You've mastered Tools (model acts) and Resources (model reads). Today you complete the trilogy with Prompts — reusable conversation templates the user controls — and dive into Sampling, MCP's breakthrough capability that lets servers ask the AI to think, unlocking true agentic multi-step workflows.
Over the last five days you've built up two-thirds of the MCP primitive trinity. Today we complete the picture and understand how all three work together as a coherent system — each filling a gap the others can't.
The control model is the key to understanding each primitive's purpose. Tools are invoked autonomously by the AI mid-reasoning — the user may not even notice. Resources are attached by the application layer, often before the conversation starts. Prompts are explicitly chosen by the human from a visible menu — they're a UX affordance, a way for server developers to package expert workflows that users can discover and trigger intentionally.
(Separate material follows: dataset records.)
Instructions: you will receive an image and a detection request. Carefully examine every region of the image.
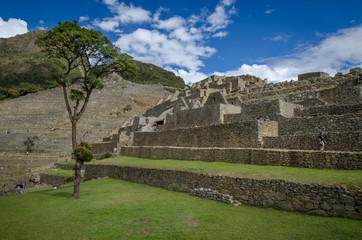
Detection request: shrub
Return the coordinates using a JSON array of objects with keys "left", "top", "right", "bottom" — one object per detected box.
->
[
  {"left": 23, "top": 136, "right": 39, "bottom": 153},
  {"left": 74, "top": 142, "right": 93, "bottom": 162},
  {"left": 7, "top": 89, "right": 19, "bottom": 98},
  {"left": 98, "top": 152, "right": 112, "bottom": 160}
]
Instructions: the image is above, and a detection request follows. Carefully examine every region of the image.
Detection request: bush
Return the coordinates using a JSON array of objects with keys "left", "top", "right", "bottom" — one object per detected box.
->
[
  {"left": 98, "top": 152, "right": 112, "bottom": 160},
  {"left": 74, "top": 142, "right": 93, "bottom": 162},
  {"left": 23, "top": 136, "right": 39, "bottom": 153},
  {"left": 7, "top": 89, "right": 19, "bottom": 98}
]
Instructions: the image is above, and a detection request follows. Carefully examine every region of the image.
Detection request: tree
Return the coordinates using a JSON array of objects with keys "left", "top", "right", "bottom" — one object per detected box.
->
[
  {"left": 23, "top": 136, "right": 39, "bottom": 153},
  {"left": 36, "top": 20, "right": 138, "bottom": 199}
]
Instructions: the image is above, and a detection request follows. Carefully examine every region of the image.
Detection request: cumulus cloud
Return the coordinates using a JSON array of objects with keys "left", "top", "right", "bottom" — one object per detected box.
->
[
  {"left": 79, "top": 16, "right": 90, "bottom": 22},
  {"left": 93, "top": 0, "right": 151, "bottom": 31},
  {"left": 0, "top": 17, "right": 28, "bottom": 38},
  {"left": 213, "top": 31, "right": 228, "bottom": 38},
  {"left": 100, "top": 0, "right": 236, "bottom": 83},
  {"left": 214, "top": 25, "right": 362, "bottom": 82},
  {"left": 115, "top": 28, "right": 216, "bottom": 72},
  {"left": 153, "top": 16, "right": 185, "bottom": 31},
  {"left": 203, "top": 2, "right": 236, "bottom": 33}
]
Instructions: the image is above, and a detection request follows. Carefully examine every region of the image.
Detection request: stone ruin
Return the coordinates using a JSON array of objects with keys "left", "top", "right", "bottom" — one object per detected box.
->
[
  {"left": 87, "top": 68, "right": 362, "bottom": 219},
  {"left": 92, "top": 68, "right": 361, "bottom": 164}
]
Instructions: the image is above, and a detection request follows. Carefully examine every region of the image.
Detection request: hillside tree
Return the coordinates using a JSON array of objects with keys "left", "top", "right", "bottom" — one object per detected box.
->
[{"left": 36, "top": 20, "right": 138, "bottom": 199}]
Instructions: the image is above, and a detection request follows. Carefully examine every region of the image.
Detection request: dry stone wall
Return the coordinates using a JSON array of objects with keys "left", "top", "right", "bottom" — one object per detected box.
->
[
  {"left": 133, "top": 121, "right": 277, "bottom": 148},
  {"left": 278, "top": 113, "right": 361, "bottom": 135},
  {"left": 263, "top": 132, "right": 361, "bottom": 152},
  {"left": 72, "top": 164, "right": 362, "bottom": 219},
  {"left": 120, "top": 146, "right": 362, "bottom": 170},
  {"left": 295, "top": 104, "right": 362, "bottom": 117},
  {"left": 161, "top": 104, "right": 240, "bottom": 130}
]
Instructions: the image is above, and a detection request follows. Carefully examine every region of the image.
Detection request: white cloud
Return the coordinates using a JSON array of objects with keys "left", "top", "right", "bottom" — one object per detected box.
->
[
  {"left": 153, "top": 16, "right": 185, "bottom": 31},
  {"left": 115, "top": 28, "right": 216, "bottom": 72},
  {"left": 94, "top": 1, "right": 151, "bottom": 31},
  {"left": 103, "top": 0, "right": 237, "bottom": 84},
  {"left": 0, "top": 17, "right": 28, "bottom": 38},
  {"left": 79, "top": 16, "right": 90, "bottom": 22},
  {"left": 170, "top": 68, "right": 208, "bottom": 84},
  {"left": 222, "top": 0, "right": 236, "bottom": 7},
  {"left": 204, "top": 4, "right": 234, "bottom": 32},
  {"left": 93, "top": 18, "right": 120, "bottom": 32},
  {"left": 213, "top": 25, "right": 362, "bottom": 82},
  {"left": 266, "top": 33, "right": 292, "bottom": 42},
  {"left": 265, "top": 9, "right": 274, "bottom": 14},
  {"left": 213, "top": 31, "right": 228, "bottom": 38}
]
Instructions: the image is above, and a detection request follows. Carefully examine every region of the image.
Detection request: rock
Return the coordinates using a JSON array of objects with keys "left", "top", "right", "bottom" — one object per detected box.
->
[{"left": 30, "top": 174, "right": 40, "bottom": 183}]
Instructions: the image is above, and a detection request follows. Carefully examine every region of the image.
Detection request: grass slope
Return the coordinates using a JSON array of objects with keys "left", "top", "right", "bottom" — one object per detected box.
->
[{"left": 0, "top": 178, "right": 361, "bottom": 240}]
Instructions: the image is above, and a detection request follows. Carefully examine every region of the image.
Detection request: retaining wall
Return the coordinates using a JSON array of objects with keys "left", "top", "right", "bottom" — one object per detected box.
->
[
  {"left": 162, "top": 104, "right": 241, "bottom": 130},
  {"left": 263, "top": 132, "right": 362, "bottom": 152},
  {"left": 295, "top": 104, "right": 362, "bottom": 117},
  {"left": 120, "top": 146, "right": 362, "bottom": 170},
  {"left": 133, "top": 121, "right": 277, "bottom": 148},
  {"left": 66, "top": 164, "right": 362, "bottom": 219},
  {"left": 278, "top": 113, "right": 361, "bottom": 135}
]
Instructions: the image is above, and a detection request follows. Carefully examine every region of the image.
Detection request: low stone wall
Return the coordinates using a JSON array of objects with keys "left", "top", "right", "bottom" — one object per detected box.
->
[
  {"left": 91, "top": 142, "right": 118, "bottom": 155},
  {"left": 120, "top": 146, "right": 362, "bottom": 170},
  {"left": 295, "top": 104, "right": 362, "bottom": 117},
  {"left": 263, "top": 132, "right": 362, "bottom": 152},
  {"left": 278, "top": 113, "right": 361, "bottom": 135},
  {"left": 133, "top": 121, "right": 277, "bottom": 148},
  {"left": 39, "top": 173, "right": 73, "bottom": 188},
  {"left": 70, "top": 164, "right": 362, "bottom": 219}
]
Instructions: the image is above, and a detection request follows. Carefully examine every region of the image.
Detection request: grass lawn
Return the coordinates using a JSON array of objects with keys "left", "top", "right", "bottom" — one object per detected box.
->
[
  {"left": 0, "top": 178, "right": 361, "bottom": 240},
  {"left": 90, "top": 156, "right": 362, "bottom": 188}
]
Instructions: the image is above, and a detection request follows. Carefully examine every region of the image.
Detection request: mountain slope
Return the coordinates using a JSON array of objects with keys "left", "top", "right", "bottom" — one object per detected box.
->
[{"left": 0, "top": 31, "right": 185, "bottom": 100}]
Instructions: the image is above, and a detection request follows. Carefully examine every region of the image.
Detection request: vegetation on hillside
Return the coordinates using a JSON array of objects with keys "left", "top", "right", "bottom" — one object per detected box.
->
[
  {"left": 0, "top": 30, "right": 185, "bottom": 101},
  {"left": 121, "top": 60, "right": 185, "bottom": 89}
]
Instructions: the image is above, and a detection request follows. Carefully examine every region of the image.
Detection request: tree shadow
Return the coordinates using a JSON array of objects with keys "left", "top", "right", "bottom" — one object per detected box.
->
[{"left": 31, "top": 187, "right": 73, "bottom": 198}]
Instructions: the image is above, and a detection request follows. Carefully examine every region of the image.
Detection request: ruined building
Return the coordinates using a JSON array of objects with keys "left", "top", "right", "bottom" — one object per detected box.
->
[{"left": 93, "top": 68, "right": 361, "bottom": 170}]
An MCP Prompt is a named, parameterized conversation template. When a user selects a prompt from Claude Desktop's slash-command menu (or any MCP-compatible host), the client calls prompts/get with any argument values the user filled in. The server returns a structured list of messages — user and assistant role turns — that seed the conversation with exactly the right context for the task.
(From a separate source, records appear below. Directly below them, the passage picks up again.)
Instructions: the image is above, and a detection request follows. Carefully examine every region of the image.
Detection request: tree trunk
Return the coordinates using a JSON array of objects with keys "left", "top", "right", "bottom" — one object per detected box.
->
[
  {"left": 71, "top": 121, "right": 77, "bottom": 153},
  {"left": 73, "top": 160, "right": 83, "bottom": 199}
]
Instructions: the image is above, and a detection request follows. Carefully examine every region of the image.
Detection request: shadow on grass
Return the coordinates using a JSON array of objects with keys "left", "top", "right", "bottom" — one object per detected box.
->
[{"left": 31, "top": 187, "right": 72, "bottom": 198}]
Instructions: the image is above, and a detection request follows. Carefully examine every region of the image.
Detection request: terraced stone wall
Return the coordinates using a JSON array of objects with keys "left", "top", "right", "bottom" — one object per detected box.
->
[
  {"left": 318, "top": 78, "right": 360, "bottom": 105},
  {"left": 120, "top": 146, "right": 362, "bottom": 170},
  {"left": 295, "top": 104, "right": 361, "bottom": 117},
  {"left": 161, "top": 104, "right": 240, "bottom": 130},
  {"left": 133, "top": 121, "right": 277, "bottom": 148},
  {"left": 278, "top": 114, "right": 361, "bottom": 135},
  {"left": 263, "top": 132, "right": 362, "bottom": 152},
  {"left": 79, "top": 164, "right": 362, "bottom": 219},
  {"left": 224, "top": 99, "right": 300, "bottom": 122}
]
Think of a Prompt as a macro for conversations. Instead of the user laboriously typing "Please analyze the pull request at github.com/org/repo/pull/42 and list every security concern in the changed files, grouped by severity", they select your security-review prompt, type the PR URL, and the host does the rest.
Imagine a law firm where each case type has a standard intake form — "Personal Injury", "Contract Dispute", "IP Infringement". The receptionist doesn't type a unique description from scratch every time. They select the right form, fill in the client-specific fields (name, case number, dates), and the system pre-populates the rest. MCP Prompts work identically: the server defines the template and required fields; the user fills in the variables; the host injects the fully-expanded conversation into Claude's context.
sequenceDiagram
participant U as 👤 User
participant H as Host App
participant C as MCP Client
participant S as MCP Server
participant M as Claude Model
C->>S: prompts/list
S-->>C: [{name, description, arguments}, ...]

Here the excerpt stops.